Find the value of $\sin \left( {{{15}^0}} \right)$
$
  {\text{A}}{\text{. }}\dfrac{{\sqrt 3 - 1}}{{2\sqrt 2 }} \\
  {\text{B}}{\text{. }}\dfrac{{\sqrt 3 + 1}}{{2\sqrt 2 }} \\
  {\text{C}}{\text{. }}\dfrac{{\sqrt 3 - 1}}{{\sqrt 2 }} \\
  {\text{D}}{\text{. None of these}} \\
$

Answer 1

Hint: To solve this question we have to write $\left( {{{15}^0} = {{45}^0} - {{30}^0}} \right)$ and we have to use the formula $\left( {\sin \left( {A - B} \right) = \sin A.\cos B - \cos A.\sin B} \right)$ and further solve it to get the required option.

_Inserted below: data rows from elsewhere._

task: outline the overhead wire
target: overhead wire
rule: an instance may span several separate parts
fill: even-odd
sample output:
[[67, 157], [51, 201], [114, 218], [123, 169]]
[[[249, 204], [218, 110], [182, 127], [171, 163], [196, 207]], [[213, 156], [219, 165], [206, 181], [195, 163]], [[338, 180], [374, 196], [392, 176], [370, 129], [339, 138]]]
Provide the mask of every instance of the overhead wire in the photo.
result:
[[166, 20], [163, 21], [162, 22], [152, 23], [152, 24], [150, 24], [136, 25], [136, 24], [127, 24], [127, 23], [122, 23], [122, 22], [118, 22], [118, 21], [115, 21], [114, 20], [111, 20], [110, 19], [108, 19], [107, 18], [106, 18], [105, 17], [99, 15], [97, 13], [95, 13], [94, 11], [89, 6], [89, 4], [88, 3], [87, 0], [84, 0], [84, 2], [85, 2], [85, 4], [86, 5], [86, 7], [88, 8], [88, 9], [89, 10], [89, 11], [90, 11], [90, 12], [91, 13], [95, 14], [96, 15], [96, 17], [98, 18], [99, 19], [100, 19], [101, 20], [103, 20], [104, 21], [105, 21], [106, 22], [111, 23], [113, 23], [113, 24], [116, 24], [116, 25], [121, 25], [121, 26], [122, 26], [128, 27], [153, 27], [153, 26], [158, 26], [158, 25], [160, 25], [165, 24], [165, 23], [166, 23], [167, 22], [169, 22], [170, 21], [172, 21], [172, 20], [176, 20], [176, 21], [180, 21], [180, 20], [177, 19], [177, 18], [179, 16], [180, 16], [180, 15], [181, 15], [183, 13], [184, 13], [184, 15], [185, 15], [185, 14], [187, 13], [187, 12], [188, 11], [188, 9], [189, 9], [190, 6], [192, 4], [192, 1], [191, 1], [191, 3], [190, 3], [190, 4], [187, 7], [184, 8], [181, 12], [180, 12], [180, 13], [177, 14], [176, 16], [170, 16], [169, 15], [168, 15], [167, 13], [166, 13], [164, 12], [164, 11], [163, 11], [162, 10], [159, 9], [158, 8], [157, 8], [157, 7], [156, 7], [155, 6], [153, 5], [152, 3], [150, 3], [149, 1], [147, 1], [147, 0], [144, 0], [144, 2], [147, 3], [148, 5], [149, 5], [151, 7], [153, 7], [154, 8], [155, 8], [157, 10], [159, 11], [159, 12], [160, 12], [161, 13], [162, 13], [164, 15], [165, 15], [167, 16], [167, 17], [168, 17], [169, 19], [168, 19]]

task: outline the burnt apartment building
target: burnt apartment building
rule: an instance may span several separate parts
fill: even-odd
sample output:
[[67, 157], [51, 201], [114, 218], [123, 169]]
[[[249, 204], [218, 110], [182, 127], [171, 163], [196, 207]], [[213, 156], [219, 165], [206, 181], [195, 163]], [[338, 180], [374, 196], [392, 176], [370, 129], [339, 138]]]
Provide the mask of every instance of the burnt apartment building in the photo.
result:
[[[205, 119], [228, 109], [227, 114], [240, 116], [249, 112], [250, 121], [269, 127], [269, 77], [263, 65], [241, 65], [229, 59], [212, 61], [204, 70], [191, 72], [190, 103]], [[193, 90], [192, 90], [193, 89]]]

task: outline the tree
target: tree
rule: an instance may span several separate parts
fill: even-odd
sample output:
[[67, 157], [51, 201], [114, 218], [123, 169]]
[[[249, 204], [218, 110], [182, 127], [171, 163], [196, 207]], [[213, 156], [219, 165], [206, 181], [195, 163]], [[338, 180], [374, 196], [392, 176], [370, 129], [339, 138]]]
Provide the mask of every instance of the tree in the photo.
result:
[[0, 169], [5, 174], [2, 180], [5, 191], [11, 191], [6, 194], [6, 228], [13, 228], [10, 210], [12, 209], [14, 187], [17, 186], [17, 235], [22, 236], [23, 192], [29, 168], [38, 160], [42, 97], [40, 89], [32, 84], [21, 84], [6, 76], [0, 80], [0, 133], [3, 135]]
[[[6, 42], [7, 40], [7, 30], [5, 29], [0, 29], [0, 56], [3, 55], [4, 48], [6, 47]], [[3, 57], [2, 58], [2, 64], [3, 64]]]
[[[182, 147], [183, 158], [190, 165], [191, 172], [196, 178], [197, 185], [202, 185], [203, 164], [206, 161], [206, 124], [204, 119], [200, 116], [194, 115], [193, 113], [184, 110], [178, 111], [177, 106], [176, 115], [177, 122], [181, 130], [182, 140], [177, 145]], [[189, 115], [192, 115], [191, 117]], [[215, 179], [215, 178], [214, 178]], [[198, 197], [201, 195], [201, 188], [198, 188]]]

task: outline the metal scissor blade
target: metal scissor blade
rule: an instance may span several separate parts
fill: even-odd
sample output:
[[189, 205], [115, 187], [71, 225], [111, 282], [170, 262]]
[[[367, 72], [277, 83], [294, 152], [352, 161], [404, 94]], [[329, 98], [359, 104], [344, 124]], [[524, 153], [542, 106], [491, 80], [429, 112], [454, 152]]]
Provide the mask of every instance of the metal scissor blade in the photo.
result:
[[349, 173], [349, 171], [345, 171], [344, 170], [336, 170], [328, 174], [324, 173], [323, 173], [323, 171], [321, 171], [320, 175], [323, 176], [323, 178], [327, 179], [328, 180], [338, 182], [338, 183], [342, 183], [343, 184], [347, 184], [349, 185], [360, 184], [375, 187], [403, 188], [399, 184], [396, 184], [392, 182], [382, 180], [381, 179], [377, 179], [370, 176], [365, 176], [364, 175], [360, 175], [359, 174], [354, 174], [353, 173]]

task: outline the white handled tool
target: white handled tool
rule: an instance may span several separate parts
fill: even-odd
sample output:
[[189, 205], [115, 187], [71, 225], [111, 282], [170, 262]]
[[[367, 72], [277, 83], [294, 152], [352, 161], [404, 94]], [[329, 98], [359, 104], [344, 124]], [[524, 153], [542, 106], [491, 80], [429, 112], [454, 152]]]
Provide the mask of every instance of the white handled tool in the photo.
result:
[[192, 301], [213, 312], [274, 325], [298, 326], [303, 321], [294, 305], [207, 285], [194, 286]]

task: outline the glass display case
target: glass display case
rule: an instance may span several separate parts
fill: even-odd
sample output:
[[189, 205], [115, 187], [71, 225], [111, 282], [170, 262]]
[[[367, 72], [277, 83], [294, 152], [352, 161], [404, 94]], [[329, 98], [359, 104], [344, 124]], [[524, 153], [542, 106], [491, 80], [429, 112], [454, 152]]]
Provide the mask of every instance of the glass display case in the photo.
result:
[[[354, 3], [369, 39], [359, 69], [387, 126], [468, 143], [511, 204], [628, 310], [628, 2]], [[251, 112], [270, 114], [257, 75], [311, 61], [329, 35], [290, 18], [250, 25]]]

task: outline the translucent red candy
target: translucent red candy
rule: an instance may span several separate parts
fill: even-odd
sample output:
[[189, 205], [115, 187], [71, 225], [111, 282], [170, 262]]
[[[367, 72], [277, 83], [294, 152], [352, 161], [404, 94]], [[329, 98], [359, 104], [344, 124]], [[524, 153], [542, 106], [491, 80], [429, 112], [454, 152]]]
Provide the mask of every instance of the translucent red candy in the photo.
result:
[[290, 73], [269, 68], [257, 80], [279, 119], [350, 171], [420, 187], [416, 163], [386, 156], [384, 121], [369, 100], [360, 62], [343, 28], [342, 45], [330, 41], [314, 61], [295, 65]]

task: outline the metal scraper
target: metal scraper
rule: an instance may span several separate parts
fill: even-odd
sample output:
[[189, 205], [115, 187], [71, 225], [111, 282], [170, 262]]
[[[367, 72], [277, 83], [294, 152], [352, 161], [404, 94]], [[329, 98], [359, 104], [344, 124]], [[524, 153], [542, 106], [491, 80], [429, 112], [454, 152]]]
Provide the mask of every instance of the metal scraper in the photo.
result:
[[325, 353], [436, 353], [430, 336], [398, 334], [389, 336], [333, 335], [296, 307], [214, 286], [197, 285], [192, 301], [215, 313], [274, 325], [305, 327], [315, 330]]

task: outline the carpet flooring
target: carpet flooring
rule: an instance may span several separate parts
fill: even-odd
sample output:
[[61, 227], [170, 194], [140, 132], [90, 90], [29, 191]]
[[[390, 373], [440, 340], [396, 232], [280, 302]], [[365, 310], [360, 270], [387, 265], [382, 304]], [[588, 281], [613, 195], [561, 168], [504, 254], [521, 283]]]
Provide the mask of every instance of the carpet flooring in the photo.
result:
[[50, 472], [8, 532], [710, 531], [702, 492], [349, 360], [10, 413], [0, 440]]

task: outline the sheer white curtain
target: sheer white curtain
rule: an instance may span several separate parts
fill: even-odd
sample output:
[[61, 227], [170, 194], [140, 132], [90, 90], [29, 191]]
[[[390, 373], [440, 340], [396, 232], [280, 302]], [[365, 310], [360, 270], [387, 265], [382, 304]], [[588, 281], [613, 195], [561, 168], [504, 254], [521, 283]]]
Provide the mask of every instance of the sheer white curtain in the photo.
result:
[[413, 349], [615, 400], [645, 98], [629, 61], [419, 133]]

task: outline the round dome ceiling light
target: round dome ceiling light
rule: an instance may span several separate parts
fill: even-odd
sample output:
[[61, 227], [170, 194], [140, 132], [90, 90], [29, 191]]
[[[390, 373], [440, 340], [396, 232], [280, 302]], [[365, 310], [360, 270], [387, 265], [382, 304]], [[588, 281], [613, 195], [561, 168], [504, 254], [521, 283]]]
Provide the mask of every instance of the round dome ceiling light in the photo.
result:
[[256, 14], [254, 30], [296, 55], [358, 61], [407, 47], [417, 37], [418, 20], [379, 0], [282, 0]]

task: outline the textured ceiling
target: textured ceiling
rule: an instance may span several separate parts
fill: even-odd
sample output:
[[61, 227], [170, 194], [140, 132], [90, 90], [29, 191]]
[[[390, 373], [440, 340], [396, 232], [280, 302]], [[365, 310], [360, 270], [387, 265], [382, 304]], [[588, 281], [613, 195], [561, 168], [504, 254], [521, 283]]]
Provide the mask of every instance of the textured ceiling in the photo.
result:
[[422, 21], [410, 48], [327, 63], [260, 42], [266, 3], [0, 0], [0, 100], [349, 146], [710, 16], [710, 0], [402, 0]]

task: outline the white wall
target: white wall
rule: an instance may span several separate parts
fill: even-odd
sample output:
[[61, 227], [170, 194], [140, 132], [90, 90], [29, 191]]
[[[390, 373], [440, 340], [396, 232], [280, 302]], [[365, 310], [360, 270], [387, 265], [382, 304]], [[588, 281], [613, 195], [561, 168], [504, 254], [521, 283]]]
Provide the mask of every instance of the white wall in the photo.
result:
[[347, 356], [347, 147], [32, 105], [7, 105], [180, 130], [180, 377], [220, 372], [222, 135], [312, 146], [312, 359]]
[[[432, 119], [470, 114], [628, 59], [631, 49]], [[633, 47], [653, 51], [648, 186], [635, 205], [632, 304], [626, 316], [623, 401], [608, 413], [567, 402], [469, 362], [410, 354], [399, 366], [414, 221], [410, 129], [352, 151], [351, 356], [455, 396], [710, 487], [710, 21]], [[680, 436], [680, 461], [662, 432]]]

Complete step-by-step solution:
We have to find out:
$\sin \left( {{{15}^0}} \right)$
We can write it as
$\sin \left( {{{15}^0}} \right) = \sin \left( {{{45}^0} - {{30}^0}} \right)$
Use the formulae $\left( {\because \sin \left( {A - B} \right) = \sin A.\cos B - \cos A.\sin B} \right)$
$
   \Rightarrow \sin {45^0}.\cos {30^0} - \cos {45^0}\sin {30^0} \\

\Rightarrow \sin {45^0} = \cos {45^0} = \dfrac{1}{{\sqrt 2 }} \\
 \Rightarrow \sin {30^0} = \dfrac{1}{2},\cos {30^0} = \dfrac{{\sqrt 3 }}{2} \\

   \Rightarrow \dfrac{1}{{\sqrt 2 }}.\dfrac{{\sqrt 3 }}{2} - \dfrac{1}{{\sqrt 2 }}.\dfrac{1}{2} \\
   \Rightarrow \dfrac{{\sqrt 3 }}{{2\sqrt 2 }} - \dfrac{1}{{2\sqrt 2 }} = \dfrac{{\sqrt 3 - 1}}{{2\sqrt 2 }} \\
 $
Hence option A is the correct option.

Note: Whenever we get this type of question the key concept of solving is we have use our brain to get required angle through known and easy angles like we don’t know value of ${15^0}$ but we know value of ${45^0}, {30^0}$ so we have to use them to get our required value.